Ce parcours d’excellence milite en sa faveur lorsqu’en 2012, elle ose affirmer son ambition en se mettant en avant comme candidate à la succession du Daniel F. Akerson, alors PDG de GM, dont elle est l’une des proches collaboratrices.

Tout juste nommée à la tête du groupe, Mary Barra se retrouve confrontée à une crise majeure : le rappel de 30 millions de voitures suite à un système technique défectueux qui entrainera des pertes de contrôle de véhicules et 124 décès. Reconnue pour sa grande écoute, elle l’est également pour sa capacité à prendre les bonnes décisions rapidement. Réactive dans la tourmente, elle affirme son leadership d’une main de fer en faisant un rappel massif des véhicules, en renforçant les règles et sécurité et en limogeant 15 cadres accusés de ne pas avoir agi en conséquence.

Malgré les rappels et les gros titres assassins des quotidiens, GM a le vent en poupe et produit actuellement les modèles les plus réussis de son histoire, notamment sur le plan des véhicules électriques et des voitures connectées, primés par des magazines spécialisés comme l’influente revue «Consumer Reports», le «Que Choisir» américain.
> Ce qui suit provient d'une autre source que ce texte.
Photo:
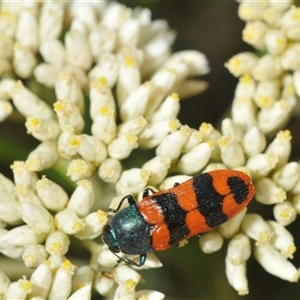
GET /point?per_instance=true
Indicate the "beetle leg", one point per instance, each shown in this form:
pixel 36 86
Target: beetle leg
pixel 131 262
pixel 130 200
pixel 147 191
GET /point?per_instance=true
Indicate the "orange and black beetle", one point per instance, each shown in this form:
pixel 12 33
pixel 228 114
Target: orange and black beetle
pixel 163 219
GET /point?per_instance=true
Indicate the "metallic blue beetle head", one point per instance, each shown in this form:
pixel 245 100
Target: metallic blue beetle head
pixel 128 232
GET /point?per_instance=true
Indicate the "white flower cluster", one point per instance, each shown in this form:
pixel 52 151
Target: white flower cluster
pixel 267 92
pixel 121 61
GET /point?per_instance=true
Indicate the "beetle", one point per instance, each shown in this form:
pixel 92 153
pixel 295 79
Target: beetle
pixel 163 219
La firme ambitionne, d’ici 2017, de produire au moins 500 000 véhicules électriques et hybrides.

Une femme courageuse, qui ose

Le parcours de Mary Barra est celui d’une femme qui ose. La force de son ambition et de son audace l’ont aidé à forger son parcours et en fait un vrai modèle de leadership féminin. La première femme à accéder à 51 ans à la tête d’un groupe américain automobile, a su gérer les différentes crises auxquelles General Motors a été confronté.

La firme perdra en effet près de 10,5 milliards de dollars dans son plan de sauvetage, lors de la crise qu’elle a traversé, sur un total de 50,5 milliards de dollars d’aides de fonds publics, sous le gouvernement Obama.

La volonté, la fermeté, le sens des responsabilités et le courage de Mary Barra ont permis au géant de Detroit, déclaré en faillite en 2009, de relever la tête et de renouer avec les profits, sous sa conduite. En 2015, General Motors a généré un profit de presque 10 milliards de dollars, un record pour le géant de l’industrie américaine.

Conclusion

Mère de deux adolescents, Mary Barra force l’admiration pour sa capacité à concilier sa carrière et sa vie de famille. Dans un milieu de l’automobile très masculinisé, Mary Barra a réalisé une vraie consécration professionnelle. Première femme à accéder, à 51 ans, à la tête d’un groupe automobile américain, son parcours exemplaire, ouvre la voie à d’autres leaders féminins, comme Marillyn Hewson à la tête de Lockheed Martin, dans l’industrie de défense. Aujourd’hui désignée comme la cinquième femme « la plus puissante du monde », selon le classement Forbes de juin 2016, Marry Barra est un modèle de leadership « au féminin », mêlant courage, ténacité et audace.